Cliccando sui due player potete ascoltare l’introduzione e la presentazione del Prof. Di Giorgio da parte di don Mimmo e poi la conferenza del Prof. De Giorgio.

  

Le relazioni, umane, culturali e sociali, tra Brindisi e – quella che dagli storici è definita – la «Regione giuliana», comprendente Trieste, Gorizia, Istria e Fiume, sono molto più strette di quanto non si immagini e, pertanto, meritevoli di un approfondimento scientifico. Prima di entrare nel vivo del binomio Fiume-Brindisi, che dà il titolo all’odierna conferenza, è necessario fornire alcune coordinate storiche per comprendere meglio le vicende che andrò a riferire.

Al termine della seconda guerra mondiale, a seguito dell’annessione della Dalmazia alla Jugoslavia, molti italiani residenti in territorio dalmata, nel quale forte era l’impronta culturale italiana risalente all’Impero Romano, ai Longobardi, ai Veneziani e ai Fiorentini, furono progressivamente costretti a scegliere la via dell’esilio. Con la firma del Trattato di Parigi del 10 febbraio 1947, che prevedeva la definitiva assegnazione dell’Istria, con la sola eccezione del Territorio Libero di Trieste, alla Jugoslavia, e l’impossibilità per i residenti di mantenere la cittadinanza italiana, l’esodo si intensificò.
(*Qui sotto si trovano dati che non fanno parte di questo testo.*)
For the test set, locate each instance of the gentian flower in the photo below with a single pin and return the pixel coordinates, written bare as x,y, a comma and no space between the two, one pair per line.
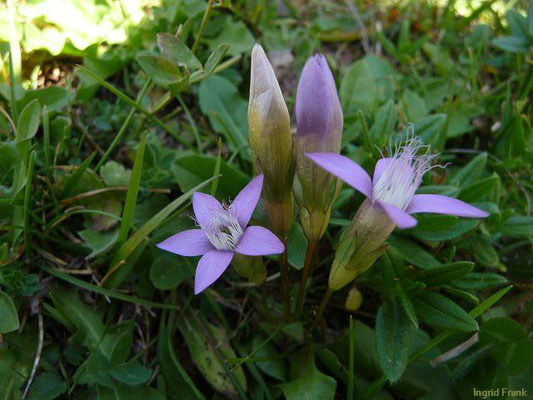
223,232
391,200
271,141
319,122
394,184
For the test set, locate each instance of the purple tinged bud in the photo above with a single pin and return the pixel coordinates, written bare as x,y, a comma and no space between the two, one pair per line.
318,110
319,123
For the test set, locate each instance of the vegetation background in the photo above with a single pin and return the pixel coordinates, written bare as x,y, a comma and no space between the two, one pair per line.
104,136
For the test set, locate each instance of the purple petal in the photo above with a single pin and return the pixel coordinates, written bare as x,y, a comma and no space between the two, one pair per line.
380,167
210,267
400,218
204,207
317,109
259,241
344,168
244,204
435,203
189,243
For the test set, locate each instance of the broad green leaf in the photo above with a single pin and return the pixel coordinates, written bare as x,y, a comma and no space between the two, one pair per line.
309,382
9,320
168,271
98,242
131,373
441,312
115,174
161,70
480,280
47,386
518,226
446,273
512,44
215,58
392,339
177,52
512,347
413,253
471,171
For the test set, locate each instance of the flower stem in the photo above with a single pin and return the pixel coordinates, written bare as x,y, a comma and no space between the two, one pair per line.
305,275
323,304
285,284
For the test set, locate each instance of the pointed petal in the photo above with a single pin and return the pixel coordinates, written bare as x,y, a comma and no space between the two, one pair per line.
438,204
189,243
344,168
400,218
210,267
259,241
244,204
380,167
204,207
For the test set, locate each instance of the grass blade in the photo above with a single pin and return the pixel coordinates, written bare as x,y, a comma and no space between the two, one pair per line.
133,191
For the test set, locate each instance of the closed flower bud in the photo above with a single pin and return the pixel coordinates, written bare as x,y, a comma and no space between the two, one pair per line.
319,122
271,141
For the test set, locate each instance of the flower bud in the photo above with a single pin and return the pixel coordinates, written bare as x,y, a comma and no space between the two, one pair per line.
360,245
271,141
319,122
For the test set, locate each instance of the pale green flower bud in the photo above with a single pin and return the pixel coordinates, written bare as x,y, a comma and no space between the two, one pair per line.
360,245
271,141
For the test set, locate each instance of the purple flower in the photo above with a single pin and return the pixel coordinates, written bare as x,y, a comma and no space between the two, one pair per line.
394,184
223,232
317,109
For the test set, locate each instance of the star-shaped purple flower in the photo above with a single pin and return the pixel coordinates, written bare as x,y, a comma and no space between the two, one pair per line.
394,184
223,232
L’ultima fase migratoria risale al 1954, quando il Memorandum di Londra assegna il Territorio Libero di Trieste alla Jugoslavia. Non entrerò nel merito della pulizia etnica – termine orribile che identifica quei fenomeni di rimozione forzata e violenta di un popolo, della sua memoria, delle sue vestigia storico-artistiche e dei suoi stessi rappresentanti – attuata dalle nuove autorità slave giacché non è questa la sede.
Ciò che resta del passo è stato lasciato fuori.